The Minimal Reproducible Example Paradox

puzzleBy Yihui Xie. With an introduction by Raniere Silva, Software Sustainability Institute.

Here at the Institute, we talk a lot about best practices when developing software but we rarely talk about best practices for issue/bug reports. Probably one of the most important best practices to follow when reporting an issue/bug is to provide minimal example. Yihui Xie, author of various R packages, wrote the blog post "The Minimal Reproducible Example Paradox" on his blog, which is a reflection of the importance of users dedicate some time to develop a minimal example. With Yihui's permission, we’ve reproduced his post below.

You can access the original post at Yihui Xie's blog.


How many times have I reminded a user of posting a minimal, self-contained, and reproducible example (reprex)? Probably 500 times. How many times do I think I will still need to remind users of this? Perhaps 5000 times.

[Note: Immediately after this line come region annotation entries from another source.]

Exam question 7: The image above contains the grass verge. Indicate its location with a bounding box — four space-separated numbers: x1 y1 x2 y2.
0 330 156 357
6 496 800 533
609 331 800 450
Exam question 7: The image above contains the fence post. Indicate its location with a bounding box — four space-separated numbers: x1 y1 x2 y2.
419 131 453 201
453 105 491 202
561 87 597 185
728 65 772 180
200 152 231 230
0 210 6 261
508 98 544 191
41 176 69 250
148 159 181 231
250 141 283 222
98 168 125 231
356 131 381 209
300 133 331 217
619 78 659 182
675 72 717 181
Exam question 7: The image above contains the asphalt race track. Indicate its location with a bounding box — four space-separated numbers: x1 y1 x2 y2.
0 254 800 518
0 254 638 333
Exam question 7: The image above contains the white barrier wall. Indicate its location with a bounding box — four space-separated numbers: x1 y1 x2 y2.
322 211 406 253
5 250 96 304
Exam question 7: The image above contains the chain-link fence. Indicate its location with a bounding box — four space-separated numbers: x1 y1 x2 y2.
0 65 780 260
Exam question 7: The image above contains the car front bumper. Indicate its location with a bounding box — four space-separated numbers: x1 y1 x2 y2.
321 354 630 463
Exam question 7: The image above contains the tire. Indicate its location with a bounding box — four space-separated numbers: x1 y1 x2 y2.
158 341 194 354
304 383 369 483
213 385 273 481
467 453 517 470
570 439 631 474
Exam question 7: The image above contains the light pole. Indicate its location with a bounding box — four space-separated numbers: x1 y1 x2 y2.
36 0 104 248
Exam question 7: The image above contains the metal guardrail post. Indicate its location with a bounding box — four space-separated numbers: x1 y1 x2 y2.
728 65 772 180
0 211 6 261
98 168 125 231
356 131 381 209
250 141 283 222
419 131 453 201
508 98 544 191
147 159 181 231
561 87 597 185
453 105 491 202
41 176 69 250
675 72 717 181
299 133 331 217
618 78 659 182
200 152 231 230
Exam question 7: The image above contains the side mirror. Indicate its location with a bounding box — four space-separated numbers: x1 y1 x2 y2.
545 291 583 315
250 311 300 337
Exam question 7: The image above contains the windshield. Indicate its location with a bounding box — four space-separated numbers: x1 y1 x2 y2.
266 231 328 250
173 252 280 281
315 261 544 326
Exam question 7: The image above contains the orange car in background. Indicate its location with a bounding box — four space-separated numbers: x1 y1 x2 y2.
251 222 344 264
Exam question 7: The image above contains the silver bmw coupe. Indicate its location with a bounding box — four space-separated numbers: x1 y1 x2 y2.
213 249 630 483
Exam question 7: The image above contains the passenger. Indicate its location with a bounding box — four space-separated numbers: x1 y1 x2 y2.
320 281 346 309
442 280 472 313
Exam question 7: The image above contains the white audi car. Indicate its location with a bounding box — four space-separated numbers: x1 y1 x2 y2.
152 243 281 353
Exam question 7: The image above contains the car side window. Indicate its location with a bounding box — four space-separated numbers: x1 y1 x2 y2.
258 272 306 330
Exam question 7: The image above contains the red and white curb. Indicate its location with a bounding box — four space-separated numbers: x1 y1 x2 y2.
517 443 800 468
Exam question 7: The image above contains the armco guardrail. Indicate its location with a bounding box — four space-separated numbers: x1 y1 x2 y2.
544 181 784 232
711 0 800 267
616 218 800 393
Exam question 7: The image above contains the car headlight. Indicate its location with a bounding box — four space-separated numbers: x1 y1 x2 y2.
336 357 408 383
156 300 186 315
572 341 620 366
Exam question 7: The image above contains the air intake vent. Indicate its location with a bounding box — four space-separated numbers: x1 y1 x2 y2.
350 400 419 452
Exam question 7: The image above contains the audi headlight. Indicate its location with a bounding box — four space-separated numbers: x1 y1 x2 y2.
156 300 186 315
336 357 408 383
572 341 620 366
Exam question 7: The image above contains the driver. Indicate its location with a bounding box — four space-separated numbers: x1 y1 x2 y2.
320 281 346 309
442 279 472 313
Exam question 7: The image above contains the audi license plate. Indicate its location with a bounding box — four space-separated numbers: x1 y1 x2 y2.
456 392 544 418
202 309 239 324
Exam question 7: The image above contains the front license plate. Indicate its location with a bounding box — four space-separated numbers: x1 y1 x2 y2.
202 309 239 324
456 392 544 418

I think there is a paradox, and there isn’t a clever solution. The paradox is that we software developers know much more about our own software than average users (especially beginners), and we naturally anticipate a reprex, but users are in the dark, not knowing what information to provide to help solve the problem. Sometimes it is obvious to know what is wrong without an example (e.g., by reading the error message), but this is relatively rare. When users report a problem, we need them to show the problem is real, and the most convincing way is to provide a reprex.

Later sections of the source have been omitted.